A few guys showed some mild interest in me, trying to engage me in conversation that lasted a few sentences, before they realised I wasn’t going to fawn for their attention. I knew the novelty of my newness would ware off eventually, but the first couple of weeks was always a nightmare. Most of the girls they now dated they’d seen grow up awkwardly from pre-teens to teens. They had embarrassing middle school memories of each other and had probably known each other’s families since kindergarten. It made sense that
as the new girl I was an interesting alternative to the known menu. At least until they figured out I wasn’t as tasty a treat as they’d hoped.
The girls, like usual, ignored me. I wasn’t the approachable type and women seemed to just be more intuitive to that. I rode a motorcycle. I dressed in dark colours. I hadn’t had a haircut in the past four – five? – years. I had a tattoo on my lower back of two raven wings in flight with the words: “it is not length of life, but depth of life” in cursive script between them. And I un-ironically liked Hardy, Dickinson, Wilde and Waugh.
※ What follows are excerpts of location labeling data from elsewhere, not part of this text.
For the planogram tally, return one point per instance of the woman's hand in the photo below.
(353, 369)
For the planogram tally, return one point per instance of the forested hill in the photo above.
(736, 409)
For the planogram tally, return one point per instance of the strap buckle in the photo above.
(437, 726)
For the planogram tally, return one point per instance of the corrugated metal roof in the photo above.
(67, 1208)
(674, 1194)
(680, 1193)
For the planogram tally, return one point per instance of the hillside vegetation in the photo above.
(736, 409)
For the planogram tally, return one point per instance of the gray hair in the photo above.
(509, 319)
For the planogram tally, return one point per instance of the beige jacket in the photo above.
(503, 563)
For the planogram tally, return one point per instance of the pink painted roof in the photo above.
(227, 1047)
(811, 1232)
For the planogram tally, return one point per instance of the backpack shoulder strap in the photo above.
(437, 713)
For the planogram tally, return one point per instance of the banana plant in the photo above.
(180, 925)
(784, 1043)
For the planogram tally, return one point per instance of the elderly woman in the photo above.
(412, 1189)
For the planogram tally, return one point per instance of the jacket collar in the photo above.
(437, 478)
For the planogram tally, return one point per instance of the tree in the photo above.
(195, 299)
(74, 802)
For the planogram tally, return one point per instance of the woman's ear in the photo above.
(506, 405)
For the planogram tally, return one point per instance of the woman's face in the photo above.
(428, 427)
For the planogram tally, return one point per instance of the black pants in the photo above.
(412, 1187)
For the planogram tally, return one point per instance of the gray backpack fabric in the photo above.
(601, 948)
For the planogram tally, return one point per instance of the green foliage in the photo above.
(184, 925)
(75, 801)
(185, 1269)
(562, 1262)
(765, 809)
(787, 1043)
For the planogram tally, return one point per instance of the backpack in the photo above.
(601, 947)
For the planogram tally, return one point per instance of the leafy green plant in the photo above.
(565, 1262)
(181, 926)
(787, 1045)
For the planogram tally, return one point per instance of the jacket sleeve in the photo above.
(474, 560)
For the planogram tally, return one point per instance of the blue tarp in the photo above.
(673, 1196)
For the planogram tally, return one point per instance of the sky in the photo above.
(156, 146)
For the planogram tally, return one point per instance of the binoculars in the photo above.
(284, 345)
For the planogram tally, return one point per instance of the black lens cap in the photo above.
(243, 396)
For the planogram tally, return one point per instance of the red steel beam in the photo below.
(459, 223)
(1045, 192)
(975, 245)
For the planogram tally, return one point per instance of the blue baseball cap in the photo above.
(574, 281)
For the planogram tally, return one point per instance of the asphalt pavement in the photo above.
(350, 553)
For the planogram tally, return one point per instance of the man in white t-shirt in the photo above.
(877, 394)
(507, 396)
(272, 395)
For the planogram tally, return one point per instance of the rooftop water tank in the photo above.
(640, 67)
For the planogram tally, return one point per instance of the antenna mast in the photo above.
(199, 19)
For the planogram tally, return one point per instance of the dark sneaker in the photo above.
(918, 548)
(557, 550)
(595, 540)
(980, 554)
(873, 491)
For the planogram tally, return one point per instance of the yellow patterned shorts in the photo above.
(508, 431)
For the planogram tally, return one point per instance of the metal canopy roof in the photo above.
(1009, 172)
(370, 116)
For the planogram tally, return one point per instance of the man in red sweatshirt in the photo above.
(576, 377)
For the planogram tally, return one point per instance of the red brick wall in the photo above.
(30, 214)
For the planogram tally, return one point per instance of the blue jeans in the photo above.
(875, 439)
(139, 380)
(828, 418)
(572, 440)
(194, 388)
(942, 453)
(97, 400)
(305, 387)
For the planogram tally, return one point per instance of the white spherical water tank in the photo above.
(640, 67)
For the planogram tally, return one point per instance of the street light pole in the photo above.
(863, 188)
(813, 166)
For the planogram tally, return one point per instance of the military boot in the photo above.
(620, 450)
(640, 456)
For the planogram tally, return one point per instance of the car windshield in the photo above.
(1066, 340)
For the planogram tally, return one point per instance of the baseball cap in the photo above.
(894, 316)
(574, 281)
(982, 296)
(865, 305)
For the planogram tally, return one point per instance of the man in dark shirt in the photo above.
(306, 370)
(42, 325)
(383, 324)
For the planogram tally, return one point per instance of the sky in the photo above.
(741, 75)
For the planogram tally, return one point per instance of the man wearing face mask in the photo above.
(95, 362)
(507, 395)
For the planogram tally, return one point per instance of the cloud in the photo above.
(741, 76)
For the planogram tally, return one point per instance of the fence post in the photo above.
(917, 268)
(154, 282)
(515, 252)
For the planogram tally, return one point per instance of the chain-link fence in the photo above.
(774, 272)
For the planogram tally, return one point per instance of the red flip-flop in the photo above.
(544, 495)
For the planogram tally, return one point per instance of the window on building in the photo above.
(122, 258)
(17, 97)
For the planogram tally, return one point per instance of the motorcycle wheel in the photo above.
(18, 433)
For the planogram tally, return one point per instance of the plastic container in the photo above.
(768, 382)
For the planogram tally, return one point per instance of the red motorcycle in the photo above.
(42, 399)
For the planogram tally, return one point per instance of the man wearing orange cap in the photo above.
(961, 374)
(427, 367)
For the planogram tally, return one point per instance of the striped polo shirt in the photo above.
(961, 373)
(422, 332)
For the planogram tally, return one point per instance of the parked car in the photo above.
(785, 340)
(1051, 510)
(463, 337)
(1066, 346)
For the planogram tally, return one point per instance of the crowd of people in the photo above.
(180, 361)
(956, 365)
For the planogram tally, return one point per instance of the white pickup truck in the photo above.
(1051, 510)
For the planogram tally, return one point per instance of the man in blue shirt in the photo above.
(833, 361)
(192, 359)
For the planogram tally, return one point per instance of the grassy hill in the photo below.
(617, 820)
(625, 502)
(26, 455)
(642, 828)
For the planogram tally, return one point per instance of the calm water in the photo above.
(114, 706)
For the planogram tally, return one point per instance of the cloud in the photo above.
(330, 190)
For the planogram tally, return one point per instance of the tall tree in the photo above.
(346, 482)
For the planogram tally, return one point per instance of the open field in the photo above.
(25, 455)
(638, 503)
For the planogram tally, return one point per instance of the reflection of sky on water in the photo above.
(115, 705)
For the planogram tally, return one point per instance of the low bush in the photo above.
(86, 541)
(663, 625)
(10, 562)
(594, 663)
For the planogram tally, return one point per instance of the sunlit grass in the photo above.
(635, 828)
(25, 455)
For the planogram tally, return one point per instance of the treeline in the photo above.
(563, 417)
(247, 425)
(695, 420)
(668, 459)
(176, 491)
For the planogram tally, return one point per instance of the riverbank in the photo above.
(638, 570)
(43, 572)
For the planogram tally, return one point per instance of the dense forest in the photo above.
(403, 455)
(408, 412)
My every action and word screamed “loner”. It was the easiest way to be.
The bell rang and the class emptied out. I was busy packing away my things that I didn’t notice the shadow hovering over me until it spoke.
‘Would you like some help finding your next class?’
A girl with large wirerimmed round glasses stood before me. Her skin was olive brown, and her hair had a unique red tint to it for her American-Asian descent. She wore it up in two French braids, a white ribbon on each end. Despite the weather, she was in a dress. “Cute” wouldn’t exactly be the right word to describe her, because whilst she dressed like a kindergartner, she was distinctively beautiful behind the frames like only a woman could be. She had the exact sort of natural beauty that was coveted by models and shamefully ridiculed in high school.
‘I’m Gi,’ she said, undeterred by my lack of an answer.
‘Liv,’ I finally said, because she was still hovering.
‘You’ve got gym next – so have I!’ She had peaked shamelessly at my timetable I’d left on my desk with the rest of my strewn papers. ‘I can show you the way. Though, you’ll probably be sitting it out, won’t you?’
‘Oh, no. I’ll probably be able to get a lap in or so,’ I said. ‘I’d certainly be a shoo-in for the three-legged race.’
She laughed. ‘Funny,’ she said.
‘What’s with gym being during the school day?’ I asked. Every school I’d ever been to had sports after classes finished for the day, not in the middle.